Her hands splayed across his bare skin, small and warm, callused where fingers met palms from years of yard work and football and dog walking. “I missed you so much,” she whispered.

Most women would have died before admitting that. But most women weren’t Jo. And most guys were too stupid to understand what a blessing that was.

Tam cradled the side of her face and lifted her chin, ducked his head and pressed his lips to hers. His nerves stopped dancing, his worry went away, and four years apart or not, there wasn’t a trace of expectation. Jo’s mouth opened under his, soft and pliant, as sweet as he’d remembered. All that separated them now was clothes; her brother, his father, the words he’d used against her back when he’d thought he couldn’t keep her – those were all gone. And there was nothing tense or urgent about the way he kissed her. They had time now. They had absolute freedom.

He lifted his head and she was staring up at him with liquid, sleepy eyes. “This bed squeaks like a mother,” she admitted with a little sigh.
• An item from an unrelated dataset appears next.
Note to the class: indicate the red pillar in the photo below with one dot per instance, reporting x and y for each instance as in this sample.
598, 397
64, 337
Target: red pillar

Tam tucked her head in under his chin, breathed in the smell of her coconut shampoo, and tightened his arms around her. “Okay then,” he said, too elated to be disappointed, “apparently, Delta was trying to get me to ask you to the wedding and not Ryan.”

She chuckled, the sound muffled against his skin. “I think that means we have to be nice to her now.”

“I know. That sucks.”

They talked until she drifted off, and then he lay in the dark, listening to the even pattern of her breathing. And for the first time in his life, he was making plans.